Even though the Cold War ended decades ago, Russia and NATO military powers continue to compete with one another, conducting large scale military exercises to develop tactics and hone certain combat-related skills. For many, the collapse of the Soviet Union — and the subsequent economic instability — caused many to hope that militarism in Russia would die down, as well as military tensions between Russia and NATO. However, as the U.S. finds itself in the midst of multiple wars in the Middle East, we are beginning to witness the re-ignition of potential military tensions toward Russia, due to their interference in the Ukrainian and Syrian civil wars. Multiple military exercises have been conducted over the past couple years, most being over European countries close to Russia’s border, such as Poland, Estonia and Latvia. NATO believes holding regular military exercises between member countries ensures the safety and stability of the organization NATO. NATO stated that the exercises are in part a retaliation to Russian intervention in Ukraine and Syria, threatening Russian interests in either region. Meanwhile, Russia continues to conduct similar military exercises near its own borders, showing no hesitation in arming pro-Russian rebels or the Syrian government. Perhaps the U.S. isn’t as far out of the Cold War as we thought.

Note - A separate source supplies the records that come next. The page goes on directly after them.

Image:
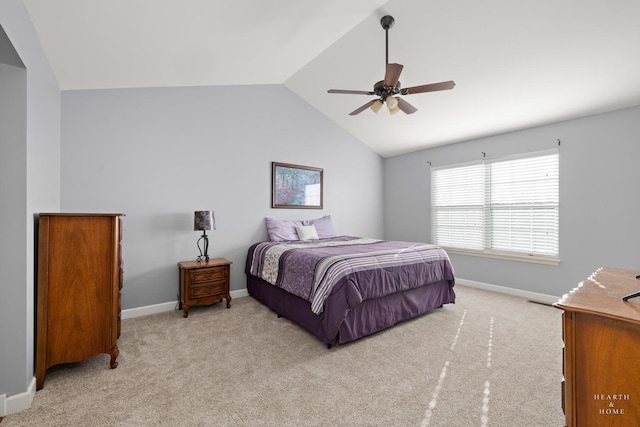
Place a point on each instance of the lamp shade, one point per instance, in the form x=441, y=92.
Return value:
x=204, y=220
x=376, y=106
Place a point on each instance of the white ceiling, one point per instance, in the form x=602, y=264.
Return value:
x=516, y=64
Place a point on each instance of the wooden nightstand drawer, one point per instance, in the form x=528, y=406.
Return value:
x=203, y=283
x=208, y=274
x=208, y=290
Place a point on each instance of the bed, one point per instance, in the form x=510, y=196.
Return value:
x=341, y=288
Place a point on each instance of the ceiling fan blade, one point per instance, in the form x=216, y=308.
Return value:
x=433, y=87
x=406, y=107
x=392, y=75
x=361, y=109
x=351, y=92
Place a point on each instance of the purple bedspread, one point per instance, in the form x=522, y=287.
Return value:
x=361, y=269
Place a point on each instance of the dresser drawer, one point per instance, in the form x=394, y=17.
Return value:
x=208, y=290
x=208, y=275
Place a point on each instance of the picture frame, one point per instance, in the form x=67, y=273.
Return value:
x=296, y=186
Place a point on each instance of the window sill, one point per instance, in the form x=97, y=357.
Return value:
x=536, y=259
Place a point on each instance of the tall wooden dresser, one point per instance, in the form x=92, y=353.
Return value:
x=78, y=288
x=601, y=363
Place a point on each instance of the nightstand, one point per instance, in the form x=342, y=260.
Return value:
x=203, y=282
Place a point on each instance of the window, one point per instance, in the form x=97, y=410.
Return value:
x=503, y=207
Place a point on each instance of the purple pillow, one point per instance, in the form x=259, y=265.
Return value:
x=324, y=226
x=280, y=230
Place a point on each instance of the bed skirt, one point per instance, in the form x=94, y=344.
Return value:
x=338, y=324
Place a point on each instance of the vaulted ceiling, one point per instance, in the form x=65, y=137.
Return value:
x=515, y=64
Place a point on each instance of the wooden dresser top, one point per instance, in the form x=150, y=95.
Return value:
x=602, y=294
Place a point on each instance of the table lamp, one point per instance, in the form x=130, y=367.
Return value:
x=204, y=220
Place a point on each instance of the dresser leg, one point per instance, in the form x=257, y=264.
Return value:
x=115, y=352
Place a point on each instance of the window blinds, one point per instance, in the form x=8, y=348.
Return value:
x=504, y=205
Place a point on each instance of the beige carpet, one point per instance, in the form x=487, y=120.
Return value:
x=488, y=360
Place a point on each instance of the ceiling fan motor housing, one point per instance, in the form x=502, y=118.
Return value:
x=384, y=91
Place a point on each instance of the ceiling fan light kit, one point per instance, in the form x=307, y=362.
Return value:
x=387, y=89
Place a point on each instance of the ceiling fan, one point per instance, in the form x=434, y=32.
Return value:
x=387, y=90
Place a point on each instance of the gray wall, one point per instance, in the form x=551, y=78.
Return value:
x=158, y=154
x=30, y=171
x=599, y=199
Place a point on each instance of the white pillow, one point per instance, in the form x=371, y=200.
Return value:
x=307, y=232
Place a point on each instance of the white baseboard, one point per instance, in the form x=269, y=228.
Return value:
x=166, y=306
x=532, y=296
x=18, y=402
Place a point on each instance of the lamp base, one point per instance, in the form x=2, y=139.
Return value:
x=204, y=256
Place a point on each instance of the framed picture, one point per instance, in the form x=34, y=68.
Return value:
x=296, y=187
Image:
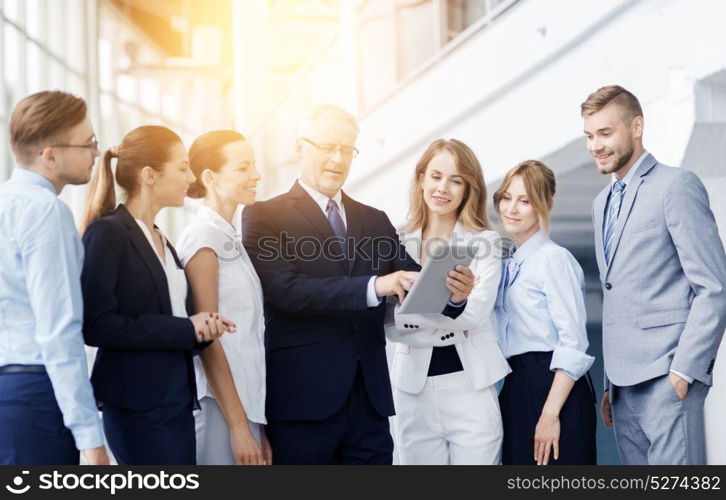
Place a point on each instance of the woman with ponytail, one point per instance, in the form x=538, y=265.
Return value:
x=137, y=303
x=231, y=372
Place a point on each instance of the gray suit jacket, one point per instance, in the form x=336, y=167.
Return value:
x=664, y=303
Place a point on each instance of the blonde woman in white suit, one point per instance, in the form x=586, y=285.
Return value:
x=444, y=369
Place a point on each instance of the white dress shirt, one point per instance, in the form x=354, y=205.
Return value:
x=626, y=180
x=175, y=277
x=241, y=300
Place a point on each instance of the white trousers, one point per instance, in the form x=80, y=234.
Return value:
x=213, y=440
x=448, y=422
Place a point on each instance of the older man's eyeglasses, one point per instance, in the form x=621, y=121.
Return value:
x=331, y=148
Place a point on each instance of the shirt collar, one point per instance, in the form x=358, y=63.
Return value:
x=32, y=177
x=631, y=172
x=320, y=198
x=209, y=214
x=530, y=246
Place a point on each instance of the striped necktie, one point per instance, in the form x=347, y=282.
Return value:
x=616, y=200
x=336, y=223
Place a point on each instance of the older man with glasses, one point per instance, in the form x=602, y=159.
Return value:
x=326, y=262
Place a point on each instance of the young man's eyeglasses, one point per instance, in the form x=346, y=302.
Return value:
x=330, y=148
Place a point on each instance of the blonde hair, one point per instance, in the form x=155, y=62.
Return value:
x=206, y=153
x=43, y=117
x=472, y=210
x=628, y=103
x=323, y=110
x=539, y=183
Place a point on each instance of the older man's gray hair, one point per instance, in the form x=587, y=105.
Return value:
x=325, y=110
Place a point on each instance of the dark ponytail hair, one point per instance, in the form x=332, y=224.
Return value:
x=206, y=153
x=149, y=145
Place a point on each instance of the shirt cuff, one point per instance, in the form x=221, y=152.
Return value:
x=458, y=304
x=88, y=436
x=683, y=376
x=372, y=299
x=574, y=363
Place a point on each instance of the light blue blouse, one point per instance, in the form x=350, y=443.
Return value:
x=541, y=305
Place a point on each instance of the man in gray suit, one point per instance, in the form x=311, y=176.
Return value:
x=663, y=271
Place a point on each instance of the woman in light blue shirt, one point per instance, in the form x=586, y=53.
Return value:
x=547, y=401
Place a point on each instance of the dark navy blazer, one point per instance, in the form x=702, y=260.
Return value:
x=145, y=354
x=319, y=328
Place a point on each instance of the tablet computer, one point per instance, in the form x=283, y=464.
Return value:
x=429, y=294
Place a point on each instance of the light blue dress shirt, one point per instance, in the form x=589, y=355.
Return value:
x=543, y=308
x=41, y=309
x=626, y=180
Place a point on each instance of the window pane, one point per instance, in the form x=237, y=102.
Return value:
x=35, y=68
x=75, y=47
x=56, y=75
x=377, y=59
x=11, y=56
x=415, y=34
x=57, y=28
x=463, y=13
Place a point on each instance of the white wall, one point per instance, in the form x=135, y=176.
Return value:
x=512, y=93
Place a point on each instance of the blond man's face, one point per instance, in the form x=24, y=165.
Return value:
x=610, y=140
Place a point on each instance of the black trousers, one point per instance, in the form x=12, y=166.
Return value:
x=521, y=400
x=354, y=435
x=163, y=435
x=32, y=431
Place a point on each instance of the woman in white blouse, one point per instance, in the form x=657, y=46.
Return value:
x=230, y=373
x=444, y=369
x=548, y=404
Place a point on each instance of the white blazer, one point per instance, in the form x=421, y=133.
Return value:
x=473, y=332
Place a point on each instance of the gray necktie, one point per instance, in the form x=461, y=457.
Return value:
x=616, y=200
x=336, y=223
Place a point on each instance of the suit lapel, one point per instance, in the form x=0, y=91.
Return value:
x=354, y=227
x=149, y=257
x=598, y=220
x=307, y=206
x=311, y=211
x=631, y=191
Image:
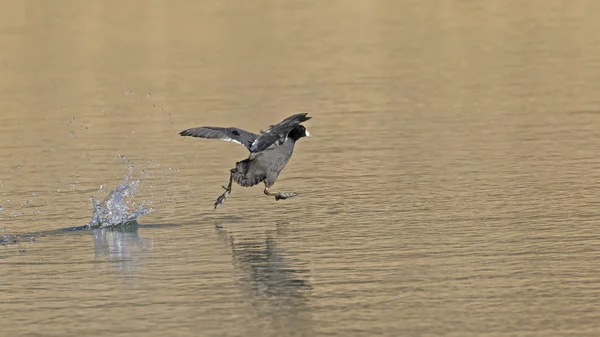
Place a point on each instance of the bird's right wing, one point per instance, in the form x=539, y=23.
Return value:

Concern regarding current NATO military exercises started several years ago, shortly after the start of the Ukrainian civil war. Ukraine fell into rioting and civil war when the president of Ukraine, Viktor Yanukovych, announced that the country would not join the European Union, even though many Ukrainians desired to end close ties with Russia. Ultimately, this led Russia to begin arming the pro-Russian rebels in Ukraine and annexed the Crimean Peninsula, as well as other territories in far eastern Ukraine. When the U.N. and NATO called for Russia to cease intervention and annexation, Russia refused to yield, starting joint military drills with neighboring countries such as Serbia, according to Russia Today. This prompted NATO to conduct similar military drills, but they were remarkably different in terms the number of servicemen and amount of armor-NATO drills also involved a larger collaboration of allied countries, such as Poland, Germany, Latvia, Estonia and several Scandinavian countries. In 2014, these tensions came to a head. Russian armor was seen by satellite imagery assisting rebels in the Crimean Peninsula and eastern Ukraine. In 2015, Russian president Vladimir Putin admitted that several military advisors were working in rebel-occupied areas of Ukraine according to the Guardian. Since then, Russia continues to fund and arm remaining rebel groups in Ukraine, and NATO continues to increase its number of military drills to meet any potential conflict that could arise from further military provocation. Although it is unjustified and illicit for Russia to tamper with other countries’ political affairs, are NATO military exercises as a retaliation really necessary?